Published in Nature, April 8, 2026. 23andMe Research Institute. Genome-wide association study (GWAS) of GLP-1 medication response using data from 27,885 individuals who used semaglutide or tirzepatide. Largest pharmacogenomics study of GLP-1 response published to date.

Study population: 27,885 23andMe users who self-reported GLP-1 medication use. Self-reported outcomes on weight loss and side effects (nausea/vomiting). Findings validated against electronic health record dataset.

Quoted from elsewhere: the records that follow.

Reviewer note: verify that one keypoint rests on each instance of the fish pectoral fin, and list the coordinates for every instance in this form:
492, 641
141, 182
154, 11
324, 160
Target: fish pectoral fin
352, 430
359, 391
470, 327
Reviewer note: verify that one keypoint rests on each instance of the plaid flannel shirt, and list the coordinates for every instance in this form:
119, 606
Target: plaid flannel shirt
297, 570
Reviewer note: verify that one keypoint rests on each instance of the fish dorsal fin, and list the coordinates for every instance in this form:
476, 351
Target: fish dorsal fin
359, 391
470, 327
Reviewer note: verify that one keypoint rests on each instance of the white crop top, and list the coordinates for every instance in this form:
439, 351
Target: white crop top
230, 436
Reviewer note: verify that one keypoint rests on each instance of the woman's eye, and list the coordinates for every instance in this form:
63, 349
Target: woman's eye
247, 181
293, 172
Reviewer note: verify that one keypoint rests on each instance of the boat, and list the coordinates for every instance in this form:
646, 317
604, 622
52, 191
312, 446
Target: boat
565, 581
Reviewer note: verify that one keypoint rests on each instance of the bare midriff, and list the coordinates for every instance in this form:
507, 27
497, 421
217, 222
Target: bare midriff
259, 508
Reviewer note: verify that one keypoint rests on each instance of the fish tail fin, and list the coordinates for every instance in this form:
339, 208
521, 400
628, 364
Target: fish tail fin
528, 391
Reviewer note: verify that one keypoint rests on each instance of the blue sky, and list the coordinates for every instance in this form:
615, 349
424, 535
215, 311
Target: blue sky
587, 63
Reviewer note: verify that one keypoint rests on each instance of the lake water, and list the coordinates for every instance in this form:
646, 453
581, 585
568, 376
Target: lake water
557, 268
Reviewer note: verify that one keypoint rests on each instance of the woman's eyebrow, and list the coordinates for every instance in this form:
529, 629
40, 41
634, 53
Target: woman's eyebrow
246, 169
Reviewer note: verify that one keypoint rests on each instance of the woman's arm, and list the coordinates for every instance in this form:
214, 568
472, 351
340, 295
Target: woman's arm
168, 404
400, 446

Weight loss genetic predictor:

  • Missense variant in GLP1R gene significantly associated with increased GLP-1 efficacy
  • Effect size: additional 0.76 kg of weight loss per copy of the effect allele
  • Predicted weight loss range across participants: 6% to 20% of starting body weight
  • 3.3x range in weight loss outcomes (6-20%) is attributable in part to genetic variation

Side effect genetic predictors:

  • Variants in both GLP1R and GIPR associated with nausea/vomiting
  • GIPR association is drug-specific: restricted to tirzepatide (Mounjaro/Zepbound) users — NOT semaglutide (Ozempic/Wegovy)
  • Individuals homozygous for risk alleles at both GLP1R and GIPR: 14.8-fold increased odds of tirzepatide-mediated vomiting
  • Predicted nausea/vomiting risk range: 5% to 78% — 15x variation across genetic backgrounds

Combined prediction model:

  • Researchers incorporated genetic findings into a model combining demographic and clinical factors
  • Demonstrated ability to stratify patients by both weight loss efficacy and side effect risk
  • Validated in a held-out EHR dataset

Clinical application:

  • 23andMe launched "GLP-1 Medications Weight Loss and Nausea" report for Total Health subscribers
  • First consumer-available genetic test for GLP-1 response

Methodological notes:

  • Self-reported data (weight loss and side effects via survey) — potential reporting bias
  • Ascertainment bias: 23andMe users skew white, educated, affluent
  • Self-selection: people who bought 23andMe and used GLP-1s are not representative of the general obesity population
  • Effect size on weight loss is modest (0.76 kg per allele) given the 6-20% range; genetic variants explain partial variation, not all of it

Agent Notes

Why this matters: This is the first large-scale pharmacogenomics evidence for GLP-1 response variability. It advances the "precision obesity medicine" framing and directly engages my Belief 2 disconfirmation question — if biological (genetic) variation explains significant GLP-1 response differences, does this expand the clinical care share of health determinants?

Assessment against Belief 2 disconfirmation: The 0.76 kg effect size per allele is modest relative to the full 6-20% weight loss range. Genetic variants explain SOME of the response variability, but (a) most of the variation remains unexplained by genetics; (b) the study population is not representative of the populations with highest obesity burden; (c) 23andMe Total Health costs hundreds of dollars — this test will initially reach the most privileged patients.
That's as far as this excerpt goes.